On est face à une situation météo assez instable. C’est un contexte plutôt atypique, avec une dépression située assez au sud, presque stationnaire, qu’on appelle une cut-off, et qui se comble progressivement sur le Portugal. Derrière, les modèles pédalent dans la semoule et peinent à s’accorder, ce qui complique les prévisions. Il faut jongler avec le centre du système, ce qui n’est jamais simple, surtout avec une mer croisée dans tous les sens. On va essayer de rester prudents, de progresser du mieux possible et, surtout, d’arriver aux Sables-d’Olonne.
Paul Meilhat
Biotherm
Dans ce contexte, les ETA (estimations d’heures d’arrivée) deviennent un peu comme les prévisions météo pour un barbecue en Bretagne : on espère, mais on n’y croit qu’à moitié. « Je n’ai aucune idée du moment où je vais arriver », a d’ailleurs confié le solitaire avec un sourire résigné. Autant dire qu’entre une dépression qui fait du surplace et des modèles qui s’embrouillent, il faut plus que du talent pour naviguer. Une bonne dose de patience semble également être une arme indispensable. « Les ETA ne cessent de déraper et les problèmes techniques rencontrés par les uns et les autres – foil endommagé, voiles manquantes, soucis de pilote automatique, etc… – compliquent encore davantage l’établissement de routages fiables », a indiqué Christian Dumard, le consultant météo de l’épreuve qui confirme néanmoins que tous les marins, de Jérémie Beyou à Thomas Ruyant (VULNERABLE), devraient franchir la ligne d’arrivée entre jeudi soir et samedi soir.

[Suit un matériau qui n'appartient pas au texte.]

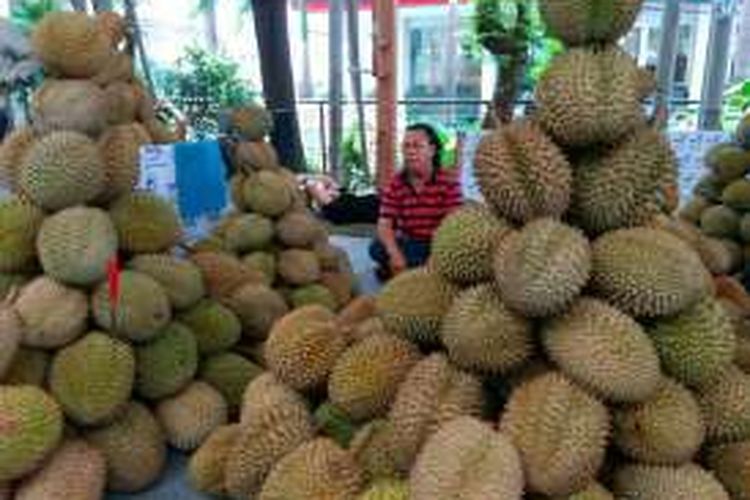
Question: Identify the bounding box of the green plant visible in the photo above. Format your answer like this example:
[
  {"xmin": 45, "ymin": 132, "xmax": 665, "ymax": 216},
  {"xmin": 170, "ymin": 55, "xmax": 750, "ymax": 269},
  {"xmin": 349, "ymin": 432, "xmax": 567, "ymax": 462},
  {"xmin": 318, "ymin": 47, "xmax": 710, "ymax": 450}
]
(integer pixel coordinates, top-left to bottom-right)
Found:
[
  {"xmin": 721, "ymin": 80, "xmax": 750, "ymax": 132},
  {"xmin": 341, "ymin": 127, "xmax": 373, "ymax": 193},
  {"xmin": 468, "ymin": 0, "xmax": 562, "ymax": 125},
  {"xmin": 155, "ymin": 47, "xmax": 258, "ymax": 139},
  {"xmin": 10, "ymin": 0, "xmax": 62, "ymax": 33}
]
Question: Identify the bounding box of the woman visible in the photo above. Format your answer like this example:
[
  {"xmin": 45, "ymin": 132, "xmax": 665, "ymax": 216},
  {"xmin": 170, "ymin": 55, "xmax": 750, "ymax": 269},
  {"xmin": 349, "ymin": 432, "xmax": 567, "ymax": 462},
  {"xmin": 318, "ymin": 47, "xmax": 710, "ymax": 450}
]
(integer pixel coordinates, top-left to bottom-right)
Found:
[{"xmin": 370, "ymin": 123, "xmax": 462, "ymax": 279}]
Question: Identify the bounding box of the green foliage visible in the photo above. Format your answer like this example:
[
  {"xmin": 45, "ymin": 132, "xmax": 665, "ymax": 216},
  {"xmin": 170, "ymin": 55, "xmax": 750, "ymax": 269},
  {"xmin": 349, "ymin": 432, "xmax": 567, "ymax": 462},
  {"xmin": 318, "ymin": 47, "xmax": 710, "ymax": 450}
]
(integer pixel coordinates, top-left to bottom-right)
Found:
[
  {"xmin": 10, "ymin": 0, "xmax": 61, "ymax": 33},
  {"xmin": 463, "ymin": 0, "xmax": 563, "ymax": 92},
  {"xmin": 155, "ymin": 47, "xmax": 258, "ymax": 139},
  {"xmin": 341, "ymin": 127, "xmax": 373, "ymax": 193},
  {"xmin": 721, "ymin": 80, "xmax": 750, "ymax": 131}
]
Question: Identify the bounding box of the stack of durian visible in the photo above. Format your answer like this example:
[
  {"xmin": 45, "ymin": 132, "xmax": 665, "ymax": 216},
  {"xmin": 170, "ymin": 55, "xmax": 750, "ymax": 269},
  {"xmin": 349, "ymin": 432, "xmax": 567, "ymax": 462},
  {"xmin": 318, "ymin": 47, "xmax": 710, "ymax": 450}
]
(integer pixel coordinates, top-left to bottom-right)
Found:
[
  {"xmin": 185, "ymin": 0, "xmax": 750, "ymax": 500},
  {"xmin": 0, "ymin": 12, "xmax": 268, "ymax": 500},
  {"xmin": 679, "ymin": 115, "xmax": 750, "ymax": 274},
  {"xmin": 192, "ymin": 104, "xmax": 356, "ymax": 324}
]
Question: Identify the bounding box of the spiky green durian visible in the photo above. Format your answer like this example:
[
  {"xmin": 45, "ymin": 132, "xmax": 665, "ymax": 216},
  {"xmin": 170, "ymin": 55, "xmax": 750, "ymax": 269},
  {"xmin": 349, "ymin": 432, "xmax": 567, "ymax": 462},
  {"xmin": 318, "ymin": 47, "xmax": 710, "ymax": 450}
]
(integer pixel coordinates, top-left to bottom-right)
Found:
[
  {"xmin": 679, "ymin": 194, "xmax": 711, "ymax": 225},
  {"xmin": 263, "ymin": 306, "xmax": 347, "ymax": 391},
  {"xmin": 539, "ymin": 0, "xmax": 643, "ymax": 46},
  {"xmin": 242, "ymin": 170, "xmax": 293, "ymax": 217},
  {"xmin": 49, "ymin": 332, "xmax": 135, "ymax": 425},
  {"xmin": 693, "ymin": 174, "xmax": 727, "ymax": 203},
  {"xmin": 289, "ymin": 283, "xmax": 339, "ymax": 311},
  {"xmin": 190, "ymin": 250, "xmax": 265, "ymax": 299},
  {"xmin": 474, "ymin": 121, "xmax": 572, "ymax": 223},
  {"xmin": 376, "ymin": 268, "xmax": 457, "ymax": 344},
  {"xmin": 84, "ymin": 402, "xmax": 167, "ymax": 493},
  {"xmin": 36, "ymin": 207, "xmax": 117, "ymax": 286},
  {"xmin": 14, "ymin": 276, "xmax": 89, "ymax": 349},
  {"xmin": 278, "ymin": 248, "xmax": 321, "ymax": 286},
  {"xmin": 128, "ymin": 254, "xmax": 206, "ymax": 310},
  {"xmin": 0, "ymin": 299, "xmax": 24, "ymax": 381},
  {"xmin": 700, "ymin": 205, "xmax": 740, "ymax": 238},
  {"xmin": 721, "ymin": 179, "xmax": 750, "ymax": 211},
  {"xmin": 705, "ymin": 143, "xmax": 750, "ymax": 184},
  {"xmin": 495, "ymin": 219, "xmax": 591, "ymax": 317},
  {"xmin": 0, "ymin": 126, "xmax": 36, "ymax": 191},
  {"xmin": 535, "ymin": 46, "xmax": 646, "ymax": 147},
  {"xmin": 0, "ymin": 386, "xmax": 63, "ymax": 482},
  {"xmin": 589, "ymin": 228, "xmax": 709, "ymax": 317},
  {"xmin": 155, "ymin": 381, "xmax": 228, "ymax": 450},
  {"xmin": 242, "ymin": 252, "xmax": 276, "ymax": 286},
  {"xmin": 232, "ymin": 141, "xmax": 279, "ymax": 175},
  {"xmin": 187, "ymin": 424, "xmax": 242, "ymax": 495},
  {"xmin": 328, "ymin": 334, "xmax": 419, "ymax": 421},
  {"xmin": 648, "ymin": 296, "xmax": 735, "ymax": 386},
  {"xmin": 612, "ymin": 463, "xmax": 729, "ymax": 500},
  {"xmin": 198, "ymin": 352, "xmax": 263, "ymax": 410},
  {"xmin": 2, "ymin": 346, "xmax": 52, "ymax": 387},
  {"xmin": 91, "ymin": 271, "xmax": 172, "ymax": 342},
  {"xmin": 177, "ymin": 299, "xmax": 242, "ymax": 355},
  {"xmin": 223, "ymin": 283, "xmax": 288, "ymax": 340},
  {"xmin": 357, "ymin": 479, "xmax": 410, "ymax": 500},
  {"xmin": 109, "ymin": 192, "xmax": 182, "ymax": 253},
  {"xmin": 500, "ymin": 372, "xmax": 610, "ymax": 495},
  {"xmin": 13, "ymin": 439, "xmax": 107, "ymax": 500},
  {"xmin": 224, "ymin": 214, "xmax": 274, "ymax": 253},
  {"xmin": 612, "ymin": 378, "xmax": 706, "ymax": 464},
  {"xmin": 0, "ymin": 197, "xmax": 44, "ymax": 273},
  {"xmin": 276, "ymin": 211, "xmax": 327, "ymax": 248},
  {"xmin": 571, "ymin": 127, "xmax": 677, "ymax": 234},
  {"xmin": 258, "ymin": 438, "xmax": 364, "ymax": 500},
  {"xmin": 440, "ymin": 285, "xmax": 533, "ymax": 373},
  {"xmin": 18, "ymin": 131, "xmax": 106, "ymax": 211},
  {"xmin": 135, "ymin": 322, "xmax": 198, "ymax": 399},
  {"xmin": 429, "ymin": 203, "xmax": 510, "ymax": 285},
  {"xmin": 410, "ymin": 417, "xmax": 524, "ymax": 500},
  {"xmin": 542, "ymin": 298, "xmax": 661, "ymax": 402}
]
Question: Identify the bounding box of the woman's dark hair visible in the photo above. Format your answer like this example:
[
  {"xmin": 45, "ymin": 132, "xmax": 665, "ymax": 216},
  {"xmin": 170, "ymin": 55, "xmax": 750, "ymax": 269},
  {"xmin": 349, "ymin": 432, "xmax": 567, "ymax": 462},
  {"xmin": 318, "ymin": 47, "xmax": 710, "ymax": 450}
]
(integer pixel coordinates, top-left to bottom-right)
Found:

Course contre l’imprévisible
Pendant ce temps, une grande partie de la flotte bataille encore dans les méandres du Pot-au-Noir. Si Romain Attanasio semble enfin voir le bout de cette étouffante prison climatique, d’autres concurrents se préparent à y entrer, avec l’espoir que cette fois, cette zone de convergence intertropicale redoutée de tous se montre un peu plus clémente. Positionnés les plus à l’Est, Alan Roura (Hublot) et Jean Le Cam continuent de jouer leur propre partition. Leur choix stratégique pourrait porter ses fruits : une route plus favorable semble se dessiner pour eux. Le skipper de Tout commence en Finistère – Armor-lux, fidèle à son style audacieux mais réfléchi, pourrait même faire un retour fracassant dans le match des bateaux à dérives. « Pour l’instant, je ne vais pas me plaindre : les alizés me portent bien, et je commence à réduire l’écart. Ils (Tanguy Le Turquais et Benjamin Ferré, ndlr) avaient tout de même pris une belle avance, près de 500 milles. C’est la preuve que rien n’est jamais figé et que parfois, c’est toi qui as l’avantage, parfois, c’est l’autre. Mon placement pourrait s’avérer stratégique. Tout dépendra du moment où je traverse le Pot-au-Noir. Sans mon J2, les choses risquent de se compliquer un peu ensuite mais j’ai tout de même l’impression que cette fois, les conditions pourraient jouer en ma faveur », a commenté le Roi Jean. Ainsi, cette fin de Vendée Globe reste fidèle à elle-même : imprévisible, intense et pleine de rebondissements. Entre les différents pièges, les stratégies audacieuses et les conditions météo capricieuses, chaque skipper continue de puiser dans ses ressources pour tirer le meilleur parti de la situation. Si certains espèrent encore une remontée au classement, pour d’autres, l’essentiel est de franchir cette ligne d’arrivée, ultime récompense d’une aventure hors du commun. Une chose est sûre, rien n’est joué tant que le dernier mille n’a pas été parcouru.